Brain natriuretic peptide (BNP) is a cardiac ventricular hormone that may be a sensitive and specific marker of changes in ventricular function. In a prospective, randomised open trial with 16 patients followed for 6 months after first Q wave anterior myocardial infarction we set out to determine: whether BNP concentrations are raised acutely, the effect on circulating BNP of angiotensin-converting enzyme (ACE) inhibition, how BNP and atrial natriuretic peptide (ANP) concentrations compared as correlates of left-ventricular ejection fraction, and whether plasma BNP concentrations could distinguish patients with low (<40%) and relatively preserved (>40%) ejection fractions.
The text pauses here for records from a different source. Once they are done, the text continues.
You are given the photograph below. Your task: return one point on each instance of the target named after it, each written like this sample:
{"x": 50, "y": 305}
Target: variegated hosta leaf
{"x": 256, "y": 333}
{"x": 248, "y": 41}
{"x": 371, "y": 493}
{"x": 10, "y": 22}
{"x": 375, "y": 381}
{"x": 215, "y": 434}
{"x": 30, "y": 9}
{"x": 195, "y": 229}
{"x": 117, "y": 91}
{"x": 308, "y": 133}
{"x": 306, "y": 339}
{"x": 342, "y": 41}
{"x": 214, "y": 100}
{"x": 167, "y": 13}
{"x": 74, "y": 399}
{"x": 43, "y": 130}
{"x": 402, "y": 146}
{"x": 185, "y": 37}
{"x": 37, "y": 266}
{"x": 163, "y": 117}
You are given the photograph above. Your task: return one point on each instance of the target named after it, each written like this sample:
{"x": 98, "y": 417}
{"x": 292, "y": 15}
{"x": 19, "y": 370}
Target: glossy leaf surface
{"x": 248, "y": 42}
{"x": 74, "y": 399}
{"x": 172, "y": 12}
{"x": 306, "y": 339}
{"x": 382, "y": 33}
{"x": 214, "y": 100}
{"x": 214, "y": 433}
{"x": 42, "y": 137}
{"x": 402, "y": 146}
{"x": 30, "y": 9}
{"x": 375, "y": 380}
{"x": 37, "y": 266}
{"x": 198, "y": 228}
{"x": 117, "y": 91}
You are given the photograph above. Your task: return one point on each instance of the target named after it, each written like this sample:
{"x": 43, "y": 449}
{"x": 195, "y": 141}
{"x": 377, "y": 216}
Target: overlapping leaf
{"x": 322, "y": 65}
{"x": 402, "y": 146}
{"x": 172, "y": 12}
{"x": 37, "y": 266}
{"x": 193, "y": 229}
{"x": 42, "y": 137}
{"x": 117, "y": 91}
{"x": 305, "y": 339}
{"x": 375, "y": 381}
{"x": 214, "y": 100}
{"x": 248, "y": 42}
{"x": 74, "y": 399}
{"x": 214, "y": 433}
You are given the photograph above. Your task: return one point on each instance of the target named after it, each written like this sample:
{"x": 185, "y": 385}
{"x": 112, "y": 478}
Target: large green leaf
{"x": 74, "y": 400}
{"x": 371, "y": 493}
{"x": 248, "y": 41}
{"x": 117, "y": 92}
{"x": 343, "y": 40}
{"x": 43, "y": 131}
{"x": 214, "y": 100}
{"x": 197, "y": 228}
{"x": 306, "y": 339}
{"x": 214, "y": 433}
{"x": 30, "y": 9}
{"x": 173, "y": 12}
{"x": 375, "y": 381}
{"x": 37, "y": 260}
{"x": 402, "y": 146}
Plasma concentrations of BNP measured on days 2, 7, 8, 42, and 180 postinfarction were significantly raised in patients compared with normal controls and to a proportionately greater degree than ANP concentrations. Treatment with placebo (n=8) or oral captopril (n=8) from day 8 resulted in significantly lower BNP concentrations at days 42 (p=0.05) and 180 (p<0.05) in the captopril-treated group. Compared with ANP, BNP concentrations were much more strongly correlated with radionuclide-measured left-ventricular ejection fraction at days 2, 42, and 180. All 8 patients with baseline (day 2) ejection fractions of 40% or above had plasma BNP concentrations less than 10 pmol/L, whereas the 8 patients with ejection fractions less than 40% had BNP concentrations greater than 10 pmol/L.
Our findings suggest that measurements of circulating BNP may identify those patients with significant left-ventricular dysfunction who have been highlighted by the Survival and Ventricular Enlargement study as likely to benefit from long-term ACE inhibition after myocardial infarction.